1 Comment

Summary:

NileGuide is announcing the acquisition of the angel-backed Localyte, a participatory travel advice site that has had early success in engaging participation. The idea is for Localyte to help NileGuide scale up its travel advice coverage using free content to complement NileGuide’s local expert paid content.

Emerging large-scale digital content businesses from Demand Media, AOL’s Seed and Associated Content win a lot of attention in the media, in part because people who write for a living are scared of getting algorithmically calculated out of a relatively high-paying job. But the method of creating content with users in mind definitely has value. One place where it seems particularly relevant is travel.

We all want advice about where to eat and what to see when we go on trips, and despite useful sites like TripAdvisor there’s still a lot of relevant advice and information to be surfaced. (Not to mention, people just love to write about their travels — it’s not so hard to find contributors!)

In that vein, NileGuide is a travel recommendations and planning site that’s hoping to build up a rich living archive of information. In addition to providing web-based tools, the company contracts with about 60 local freelancers to write and engage on social media about key travel destinations, paying a flat rate as well as traffic bonuses (It’s looking to bump that contributor number to 300.) But the company, which has raised $9.5 million in funding, still only gets about 500,000 visitors per month and covers a limited geography.

So today San Francisco-based NileGuide is announcing the acquisition of the angel-backed and San Mateo, Calif.-based Localyte, a participatory travel advice site that has had early success in engaging participation.

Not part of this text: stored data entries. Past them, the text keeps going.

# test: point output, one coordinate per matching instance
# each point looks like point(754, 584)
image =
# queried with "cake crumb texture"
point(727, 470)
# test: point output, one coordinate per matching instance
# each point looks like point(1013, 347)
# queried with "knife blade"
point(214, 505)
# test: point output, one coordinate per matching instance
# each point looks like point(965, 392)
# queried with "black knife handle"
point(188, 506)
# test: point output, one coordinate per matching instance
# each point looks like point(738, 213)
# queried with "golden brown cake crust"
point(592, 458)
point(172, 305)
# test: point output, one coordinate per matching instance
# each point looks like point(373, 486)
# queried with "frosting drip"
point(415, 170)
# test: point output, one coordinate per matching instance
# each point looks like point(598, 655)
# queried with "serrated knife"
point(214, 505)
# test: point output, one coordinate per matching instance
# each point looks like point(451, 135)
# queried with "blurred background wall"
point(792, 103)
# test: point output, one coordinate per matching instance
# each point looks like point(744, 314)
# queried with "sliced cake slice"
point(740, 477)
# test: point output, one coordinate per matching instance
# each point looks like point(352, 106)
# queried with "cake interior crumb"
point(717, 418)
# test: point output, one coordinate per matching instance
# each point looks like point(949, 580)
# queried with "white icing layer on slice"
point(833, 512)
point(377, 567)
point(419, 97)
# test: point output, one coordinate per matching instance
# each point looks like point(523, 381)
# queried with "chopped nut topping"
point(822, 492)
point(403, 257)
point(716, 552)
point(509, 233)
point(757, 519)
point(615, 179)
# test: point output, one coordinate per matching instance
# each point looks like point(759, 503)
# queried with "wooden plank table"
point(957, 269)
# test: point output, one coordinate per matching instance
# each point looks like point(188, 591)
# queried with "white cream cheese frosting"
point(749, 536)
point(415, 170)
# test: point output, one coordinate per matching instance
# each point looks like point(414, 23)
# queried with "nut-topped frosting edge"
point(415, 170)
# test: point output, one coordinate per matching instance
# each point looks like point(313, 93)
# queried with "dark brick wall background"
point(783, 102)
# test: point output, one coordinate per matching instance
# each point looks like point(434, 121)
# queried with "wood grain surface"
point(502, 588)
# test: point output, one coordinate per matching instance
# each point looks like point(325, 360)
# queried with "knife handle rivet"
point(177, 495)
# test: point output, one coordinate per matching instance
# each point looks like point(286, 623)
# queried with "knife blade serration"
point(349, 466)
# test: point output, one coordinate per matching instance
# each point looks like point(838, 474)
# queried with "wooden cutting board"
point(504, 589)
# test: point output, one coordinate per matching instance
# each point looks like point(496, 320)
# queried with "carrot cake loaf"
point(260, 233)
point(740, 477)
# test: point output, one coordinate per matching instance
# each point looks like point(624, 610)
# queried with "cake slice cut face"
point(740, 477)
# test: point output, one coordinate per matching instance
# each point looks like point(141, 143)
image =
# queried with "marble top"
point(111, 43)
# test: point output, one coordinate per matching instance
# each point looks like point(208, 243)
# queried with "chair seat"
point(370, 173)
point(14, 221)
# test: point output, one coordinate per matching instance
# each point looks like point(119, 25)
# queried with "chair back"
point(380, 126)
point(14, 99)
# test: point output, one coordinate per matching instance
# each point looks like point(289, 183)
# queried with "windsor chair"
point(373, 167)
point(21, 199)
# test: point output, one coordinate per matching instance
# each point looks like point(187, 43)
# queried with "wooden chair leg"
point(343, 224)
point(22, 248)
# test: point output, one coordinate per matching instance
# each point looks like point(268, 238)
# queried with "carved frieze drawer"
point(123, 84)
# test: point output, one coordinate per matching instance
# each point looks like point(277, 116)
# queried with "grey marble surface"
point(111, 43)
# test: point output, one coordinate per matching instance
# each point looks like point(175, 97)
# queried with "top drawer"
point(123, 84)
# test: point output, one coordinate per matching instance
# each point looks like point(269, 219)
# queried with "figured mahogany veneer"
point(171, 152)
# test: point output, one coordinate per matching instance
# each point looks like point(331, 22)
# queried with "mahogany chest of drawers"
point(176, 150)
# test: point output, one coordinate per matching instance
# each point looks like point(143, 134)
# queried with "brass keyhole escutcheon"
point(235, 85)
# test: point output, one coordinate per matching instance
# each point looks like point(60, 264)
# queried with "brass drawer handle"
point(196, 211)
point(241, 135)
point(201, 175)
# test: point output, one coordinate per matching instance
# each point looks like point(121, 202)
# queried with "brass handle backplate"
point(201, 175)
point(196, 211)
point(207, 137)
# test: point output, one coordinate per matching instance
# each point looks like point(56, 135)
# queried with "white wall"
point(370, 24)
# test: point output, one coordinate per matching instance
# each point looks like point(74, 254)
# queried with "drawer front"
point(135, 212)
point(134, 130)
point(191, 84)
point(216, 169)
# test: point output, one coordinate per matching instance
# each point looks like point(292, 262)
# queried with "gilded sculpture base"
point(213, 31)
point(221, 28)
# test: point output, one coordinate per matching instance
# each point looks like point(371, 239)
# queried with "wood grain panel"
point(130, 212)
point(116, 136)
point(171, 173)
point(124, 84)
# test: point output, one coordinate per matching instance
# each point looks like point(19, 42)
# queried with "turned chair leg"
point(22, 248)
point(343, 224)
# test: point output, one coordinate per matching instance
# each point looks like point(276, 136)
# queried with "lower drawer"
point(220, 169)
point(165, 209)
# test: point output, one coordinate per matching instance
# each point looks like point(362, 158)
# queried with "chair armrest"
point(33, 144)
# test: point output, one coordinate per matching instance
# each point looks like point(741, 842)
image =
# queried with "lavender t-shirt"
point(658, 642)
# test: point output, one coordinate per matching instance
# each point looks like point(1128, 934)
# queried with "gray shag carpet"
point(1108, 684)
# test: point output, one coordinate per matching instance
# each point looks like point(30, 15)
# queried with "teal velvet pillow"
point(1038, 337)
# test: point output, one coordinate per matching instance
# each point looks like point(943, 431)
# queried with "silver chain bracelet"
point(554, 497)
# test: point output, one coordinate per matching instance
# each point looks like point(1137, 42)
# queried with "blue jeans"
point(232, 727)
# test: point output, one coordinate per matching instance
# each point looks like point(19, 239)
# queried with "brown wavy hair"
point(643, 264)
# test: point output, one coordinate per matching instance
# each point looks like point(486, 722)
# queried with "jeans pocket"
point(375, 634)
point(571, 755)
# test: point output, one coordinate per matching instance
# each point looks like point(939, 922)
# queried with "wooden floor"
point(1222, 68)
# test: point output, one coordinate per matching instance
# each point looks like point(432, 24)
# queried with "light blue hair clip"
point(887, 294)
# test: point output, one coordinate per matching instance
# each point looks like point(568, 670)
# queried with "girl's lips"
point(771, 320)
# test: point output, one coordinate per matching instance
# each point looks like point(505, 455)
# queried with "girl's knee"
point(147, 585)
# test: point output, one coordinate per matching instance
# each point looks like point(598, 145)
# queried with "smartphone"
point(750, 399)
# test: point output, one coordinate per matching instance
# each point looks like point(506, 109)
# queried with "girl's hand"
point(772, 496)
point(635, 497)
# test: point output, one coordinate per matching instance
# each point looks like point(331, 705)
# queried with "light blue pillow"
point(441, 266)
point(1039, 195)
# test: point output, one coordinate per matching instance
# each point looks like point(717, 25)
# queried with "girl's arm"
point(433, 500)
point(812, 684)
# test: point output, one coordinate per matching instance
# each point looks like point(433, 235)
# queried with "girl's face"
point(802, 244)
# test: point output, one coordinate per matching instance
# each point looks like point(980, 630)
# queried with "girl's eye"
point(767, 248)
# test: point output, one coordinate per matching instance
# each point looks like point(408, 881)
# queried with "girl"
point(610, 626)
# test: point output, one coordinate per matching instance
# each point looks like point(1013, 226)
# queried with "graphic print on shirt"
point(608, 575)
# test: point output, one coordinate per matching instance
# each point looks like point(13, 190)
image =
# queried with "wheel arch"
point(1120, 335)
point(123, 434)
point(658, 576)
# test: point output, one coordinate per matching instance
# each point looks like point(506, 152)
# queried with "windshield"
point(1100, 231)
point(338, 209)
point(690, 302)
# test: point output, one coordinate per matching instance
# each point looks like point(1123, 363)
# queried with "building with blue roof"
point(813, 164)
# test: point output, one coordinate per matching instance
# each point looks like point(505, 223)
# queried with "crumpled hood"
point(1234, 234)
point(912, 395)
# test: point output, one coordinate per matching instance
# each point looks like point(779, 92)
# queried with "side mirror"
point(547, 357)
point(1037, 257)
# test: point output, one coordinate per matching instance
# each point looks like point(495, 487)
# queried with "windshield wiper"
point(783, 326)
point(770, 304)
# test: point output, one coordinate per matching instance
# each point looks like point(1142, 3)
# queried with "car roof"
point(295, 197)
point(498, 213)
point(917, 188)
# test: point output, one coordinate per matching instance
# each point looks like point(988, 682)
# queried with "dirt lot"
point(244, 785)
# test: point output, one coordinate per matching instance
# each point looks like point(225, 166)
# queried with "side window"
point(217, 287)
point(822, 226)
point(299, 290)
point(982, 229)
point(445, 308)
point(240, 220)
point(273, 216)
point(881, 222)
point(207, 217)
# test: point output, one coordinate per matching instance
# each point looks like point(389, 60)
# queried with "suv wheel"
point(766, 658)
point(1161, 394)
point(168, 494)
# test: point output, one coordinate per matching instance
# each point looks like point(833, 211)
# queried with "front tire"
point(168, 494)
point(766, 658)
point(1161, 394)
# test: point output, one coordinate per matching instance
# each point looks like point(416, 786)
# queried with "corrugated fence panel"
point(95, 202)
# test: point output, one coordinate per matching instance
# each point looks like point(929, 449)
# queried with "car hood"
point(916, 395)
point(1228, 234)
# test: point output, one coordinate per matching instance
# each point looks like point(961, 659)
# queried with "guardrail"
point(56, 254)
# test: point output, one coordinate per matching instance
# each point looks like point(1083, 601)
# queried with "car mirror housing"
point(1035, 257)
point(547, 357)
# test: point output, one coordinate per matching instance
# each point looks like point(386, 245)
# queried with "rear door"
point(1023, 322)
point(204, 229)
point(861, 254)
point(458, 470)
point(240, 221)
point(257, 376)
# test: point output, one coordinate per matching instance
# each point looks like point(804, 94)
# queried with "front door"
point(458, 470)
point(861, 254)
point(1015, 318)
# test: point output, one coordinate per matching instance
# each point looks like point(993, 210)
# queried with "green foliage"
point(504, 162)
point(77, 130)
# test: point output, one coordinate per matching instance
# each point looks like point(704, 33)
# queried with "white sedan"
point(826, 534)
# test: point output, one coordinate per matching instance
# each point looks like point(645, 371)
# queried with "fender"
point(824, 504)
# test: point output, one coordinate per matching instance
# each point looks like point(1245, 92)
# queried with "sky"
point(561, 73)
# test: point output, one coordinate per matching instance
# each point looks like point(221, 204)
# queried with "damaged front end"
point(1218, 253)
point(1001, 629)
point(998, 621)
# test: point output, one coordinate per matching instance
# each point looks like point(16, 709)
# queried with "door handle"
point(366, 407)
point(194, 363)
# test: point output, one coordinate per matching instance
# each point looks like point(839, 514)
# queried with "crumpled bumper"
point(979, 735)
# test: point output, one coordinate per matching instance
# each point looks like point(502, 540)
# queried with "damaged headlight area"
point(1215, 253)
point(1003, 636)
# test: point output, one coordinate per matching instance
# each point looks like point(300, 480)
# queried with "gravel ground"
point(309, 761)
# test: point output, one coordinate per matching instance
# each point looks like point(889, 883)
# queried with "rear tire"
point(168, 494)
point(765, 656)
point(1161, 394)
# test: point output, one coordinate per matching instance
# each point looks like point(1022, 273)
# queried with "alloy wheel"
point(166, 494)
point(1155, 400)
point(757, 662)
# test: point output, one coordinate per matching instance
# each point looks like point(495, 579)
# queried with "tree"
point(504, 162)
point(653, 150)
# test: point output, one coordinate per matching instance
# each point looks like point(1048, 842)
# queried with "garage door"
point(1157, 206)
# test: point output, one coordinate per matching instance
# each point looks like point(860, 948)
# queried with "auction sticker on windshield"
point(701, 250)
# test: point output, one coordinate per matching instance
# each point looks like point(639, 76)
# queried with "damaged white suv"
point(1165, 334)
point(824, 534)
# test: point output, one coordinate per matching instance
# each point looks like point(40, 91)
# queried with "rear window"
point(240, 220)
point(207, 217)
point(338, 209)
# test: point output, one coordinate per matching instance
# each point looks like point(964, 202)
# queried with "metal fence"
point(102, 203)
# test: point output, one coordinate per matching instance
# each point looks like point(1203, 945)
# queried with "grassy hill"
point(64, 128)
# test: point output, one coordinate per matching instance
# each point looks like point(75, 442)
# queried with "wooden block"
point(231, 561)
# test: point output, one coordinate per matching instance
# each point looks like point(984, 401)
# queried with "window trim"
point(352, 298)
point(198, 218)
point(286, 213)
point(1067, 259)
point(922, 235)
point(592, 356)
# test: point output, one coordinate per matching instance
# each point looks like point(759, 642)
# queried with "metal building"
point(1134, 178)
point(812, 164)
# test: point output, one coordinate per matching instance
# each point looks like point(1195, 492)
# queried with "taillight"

Localyte has 50,000 contributors around the world and 100,000 visitors per month. It invites travelers to ask questions and gets local business owners to answer them and build reputations within its system.

NileGuide CEO Josh Steinitz said Localyte would be integrated as a Q&A widget on NileGuide, complimenting the site’s paid content for larger destinations. The idea is to use this sort of advertorial-type user-generated content to scale up to broader coverage. Steinitz didn’t disclose terms of the deal and said he was unsure if the Localyte team would be employed by NileGuide long-term.

  1. Peter Simpson Thursday, May 13, 2010

    The last sentence of the story says how dire the situation for Localyte really was: a forced sale to C-tier company in serious need of funding. Which probably occurred so that the anxious angel investor could get something (stock in Nile) rather than nothing.

    Well, if there is a company to get this travel content farm concept right, it’s probably NileGuide — the little engine that could.